Barney Frank: control pay of ALL employees

Barack Obama has found a helping hand in his control grab. It’s none other than Congressman Barney Frank (pictured). Yes, that Barney Frank. The Barney Frank that, along with Senator Chris Dodd, got us into the the sub prime mortgage fiasco as reported here.

Two weeks ago the House of Representatives overreacted to the AIG bonuses by passing a bill that would have imposed a 90 percent retroactive tax on those bonuses.

Despite the overwhelming 328-93 vote, support for the measure began to collapse almost immediately. Within days, the Obama White House backed away from it, as did the Senate Democratic leadership. The bill stalled, and the populist storm that spawned it seemed to pass.

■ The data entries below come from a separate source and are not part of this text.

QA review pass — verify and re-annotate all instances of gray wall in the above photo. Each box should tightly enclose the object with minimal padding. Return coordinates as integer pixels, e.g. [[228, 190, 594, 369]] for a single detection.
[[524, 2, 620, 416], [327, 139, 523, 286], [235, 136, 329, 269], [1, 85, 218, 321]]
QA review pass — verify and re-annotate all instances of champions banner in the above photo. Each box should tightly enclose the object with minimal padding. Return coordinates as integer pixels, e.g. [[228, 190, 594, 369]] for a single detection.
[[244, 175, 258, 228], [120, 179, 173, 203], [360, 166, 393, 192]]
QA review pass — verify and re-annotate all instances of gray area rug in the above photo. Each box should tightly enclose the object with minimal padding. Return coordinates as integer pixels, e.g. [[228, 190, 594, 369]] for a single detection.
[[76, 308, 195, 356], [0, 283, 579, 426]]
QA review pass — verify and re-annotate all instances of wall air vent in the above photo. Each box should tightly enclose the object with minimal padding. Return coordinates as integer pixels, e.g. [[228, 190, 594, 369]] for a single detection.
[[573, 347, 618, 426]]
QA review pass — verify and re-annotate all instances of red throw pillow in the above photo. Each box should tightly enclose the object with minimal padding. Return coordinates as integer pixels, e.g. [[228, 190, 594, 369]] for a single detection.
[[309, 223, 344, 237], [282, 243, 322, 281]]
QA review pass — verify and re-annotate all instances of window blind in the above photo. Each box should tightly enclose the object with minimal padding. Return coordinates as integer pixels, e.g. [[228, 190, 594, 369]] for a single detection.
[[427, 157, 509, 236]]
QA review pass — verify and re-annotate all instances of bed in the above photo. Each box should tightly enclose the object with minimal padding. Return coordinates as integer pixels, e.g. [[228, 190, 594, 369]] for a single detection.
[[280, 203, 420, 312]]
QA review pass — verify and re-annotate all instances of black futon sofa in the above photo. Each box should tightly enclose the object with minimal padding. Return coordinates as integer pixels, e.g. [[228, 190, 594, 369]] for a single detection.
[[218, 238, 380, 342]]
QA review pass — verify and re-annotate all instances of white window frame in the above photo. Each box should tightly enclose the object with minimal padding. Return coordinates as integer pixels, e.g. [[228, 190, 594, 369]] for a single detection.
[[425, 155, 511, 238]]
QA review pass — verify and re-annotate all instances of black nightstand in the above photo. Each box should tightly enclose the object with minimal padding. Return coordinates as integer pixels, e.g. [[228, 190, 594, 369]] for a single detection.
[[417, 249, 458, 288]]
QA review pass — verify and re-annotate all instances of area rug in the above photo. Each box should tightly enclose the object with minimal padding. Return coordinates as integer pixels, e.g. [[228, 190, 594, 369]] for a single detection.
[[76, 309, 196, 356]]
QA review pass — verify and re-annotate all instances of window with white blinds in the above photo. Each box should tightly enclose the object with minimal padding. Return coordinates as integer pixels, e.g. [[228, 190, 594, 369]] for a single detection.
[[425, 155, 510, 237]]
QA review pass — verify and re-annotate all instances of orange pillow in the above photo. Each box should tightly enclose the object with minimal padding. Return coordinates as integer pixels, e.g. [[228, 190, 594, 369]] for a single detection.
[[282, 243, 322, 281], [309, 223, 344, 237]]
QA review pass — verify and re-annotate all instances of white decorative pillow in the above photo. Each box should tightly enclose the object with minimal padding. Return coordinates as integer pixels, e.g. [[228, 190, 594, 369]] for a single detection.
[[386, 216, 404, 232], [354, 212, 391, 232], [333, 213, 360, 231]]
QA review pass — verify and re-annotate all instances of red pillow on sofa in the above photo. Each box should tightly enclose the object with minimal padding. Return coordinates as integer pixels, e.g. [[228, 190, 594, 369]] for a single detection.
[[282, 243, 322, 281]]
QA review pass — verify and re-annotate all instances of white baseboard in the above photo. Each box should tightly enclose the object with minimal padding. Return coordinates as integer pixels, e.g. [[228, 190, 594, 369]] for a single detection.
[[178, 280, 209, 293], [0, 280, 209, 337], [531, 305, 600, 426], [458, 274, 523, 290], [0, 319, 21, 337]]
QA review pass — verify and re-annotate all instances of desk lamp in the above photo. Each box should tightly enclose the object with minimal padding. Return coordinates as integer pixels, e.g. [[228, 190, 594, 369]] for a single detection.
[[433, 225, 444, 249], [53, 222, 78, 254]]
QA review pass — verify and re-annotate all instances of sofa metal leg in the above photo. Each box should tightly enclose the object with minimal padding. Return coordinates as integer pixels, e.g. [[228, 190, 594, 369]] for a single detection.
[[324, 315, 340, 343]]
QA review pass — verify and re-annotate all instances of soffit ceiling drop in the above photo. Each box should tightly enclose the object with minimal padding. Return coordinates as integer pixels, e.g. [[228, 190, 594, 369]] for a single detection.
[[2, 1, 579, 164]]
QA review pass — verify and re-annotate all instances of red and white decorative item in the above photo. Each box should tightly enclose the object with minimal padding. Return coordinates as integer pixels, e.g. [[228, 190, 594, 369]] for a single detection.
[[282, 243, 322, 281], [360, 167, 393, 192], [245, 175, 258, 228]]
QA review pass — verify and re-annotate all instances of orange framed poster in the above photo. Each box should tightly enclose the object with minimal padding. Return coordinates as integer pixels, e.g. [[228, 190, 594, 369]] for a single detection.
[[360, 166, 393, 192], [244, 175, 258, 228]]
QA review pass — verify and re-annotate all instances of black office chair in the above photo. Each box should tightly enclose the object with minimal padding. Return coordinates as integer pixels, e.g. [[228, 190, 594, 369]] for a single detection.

But now, in a little-noticed move, the House Financial Services Committee, led by chairman Barney Frank, has approved a measure that would, in some key ways, go beyond the most draconian features of the original AIG bill.

The new legislation, the "Pay for Performance Act of 2009," would impose government controls on the pay of all employees -- not just top executives -- of companies that have received a capital investment from the U.S. government.

It would, like the tax measure, be retroactive, changing the terms of compensation agreements already in place. And it would give Treasury Secretary Timothy Geithner extraordinary power to determine the pay of thousands of employees of American companies.

This measure is not limited just to those firms that received the largest sums of money, or just to the top 25 or 50 executives of those companies. It applies to all employees of all companies involved, for as long as the government is invested.

This measure would not only apply from now on - it would retroactively apply to all existing contracts and pay arrangements of institutions that have already received funds.

In addition, the bill gives Geithner the authority to decide what pay is "unreasonable" or "excessive." And it directs the Treasury Department to come up with a method to evaluate "the performance of the individual executive or employee to whom the payment relates."

With this measure we will have the Secretary of the Treasury doing the work of the Boards of Directors as well as management of private industry!

The bill passed the Financial Services Committee last week, 38 to 22, on a nearly party-line vote. (All Democrats voted for it, and all Republicans, with the exception of Reps. Ed Royce of California and Walter Jones of North Carolina, voted against it.)

Where is the outrage to this unbelievable power grab? Ninety percent of the main stream media will probably not even report this story.